Dive Brief:
- Telehealth giant Amwell is reportedly preparing to go public on the heels of raising almost $200 million in funding amid widespread enthusiasm for telehealth.
- The 14-year-old vendor confidentially filed for an IPO earlier this week, hiring Goldman Sachs and Morgan Stanley to lead the deal, according to CNBC. The IPO could take place in September, CNBC sources say.
- An Amwell spokesperson declined to confirm or deny reports of an IPO to Healthcare Dive, but the timing would be good for the company amid surging demand for virtual care and lowered regulatory barriers brought on by the COVID-19 pandemic.
Dive Insight:
Rumors have bubbled for months that Boston-based Amwell was exploring an IPO as more patients look to receive low-acuity medical care in the home amid the pandemic, sparking a seismic shift in healthcare delivery.
The company has seen a 1,000% increase in video visits due to COVID-19, but it's closer to 3,000% to 4,000% in some cases, Amwell CEO Roy Schoenberg told Healthcare Dive earlier this year.

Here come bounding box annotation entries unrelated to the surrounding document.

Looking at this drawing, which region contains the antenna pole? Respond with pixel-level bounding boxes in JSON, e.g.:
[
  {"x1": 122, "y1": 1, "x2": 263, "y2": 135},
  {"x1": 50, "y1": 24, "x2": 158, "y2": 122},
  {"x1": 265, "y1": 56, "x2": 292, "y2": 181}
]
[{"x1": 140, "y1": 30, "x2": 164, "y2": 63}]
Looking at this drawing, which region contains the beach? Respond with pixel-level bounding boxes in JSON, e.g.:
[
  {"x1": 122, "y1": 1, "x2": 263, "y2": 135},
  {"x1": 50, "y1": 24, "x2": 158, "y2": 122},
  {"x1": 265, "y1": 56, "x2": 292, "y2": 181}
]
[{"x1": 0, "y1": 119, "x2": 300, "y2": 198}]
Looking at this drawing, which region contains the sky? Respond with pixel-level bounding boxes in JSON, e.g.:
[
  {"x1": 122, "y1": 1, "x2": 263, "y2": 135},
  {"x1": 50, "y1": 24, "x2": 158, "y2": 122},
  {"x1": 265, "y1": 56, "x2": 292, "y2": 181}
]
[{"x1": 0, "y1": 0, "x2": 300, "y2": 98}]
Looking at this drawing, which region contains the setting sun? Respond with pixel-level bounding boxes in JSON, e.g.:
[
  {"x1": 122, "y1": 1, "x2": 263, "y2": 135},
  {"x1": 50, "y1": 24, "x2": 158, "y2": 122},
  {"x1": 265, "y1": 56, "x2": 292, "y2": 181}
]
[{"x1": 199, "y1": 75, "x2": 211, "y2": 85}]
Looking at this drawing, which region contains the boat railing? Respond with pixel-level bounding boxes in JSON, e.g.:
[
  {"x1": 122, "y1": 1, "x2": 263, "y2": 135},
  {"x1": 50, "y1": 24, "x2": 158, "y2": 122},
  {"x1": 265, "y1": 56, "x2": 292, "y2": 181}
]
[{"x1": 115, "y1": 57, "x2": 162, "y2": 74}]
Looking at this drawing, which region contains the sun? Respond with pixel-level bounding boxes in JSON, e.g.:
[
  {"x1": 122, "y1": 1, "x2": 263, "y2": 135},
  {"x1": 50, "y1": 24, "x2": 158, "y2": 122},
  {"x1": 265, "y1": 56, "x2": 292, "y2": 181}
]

The vendor in May raised $194 million in a Series C funding round to build out its telehealth offerings, bringing its total funding to $711 million across eight rounds. Major investors include Anthem, Philadelphia-based Jefferson Health and Japanese pharma Takeda.
Along with rebranding from "American Well" to Amwell in early March, the company has introduced new offerings amid the pandemic, including one for physician practices with fewer than 100 doctors, a national COVID-19 response program and COVID-specific workflows.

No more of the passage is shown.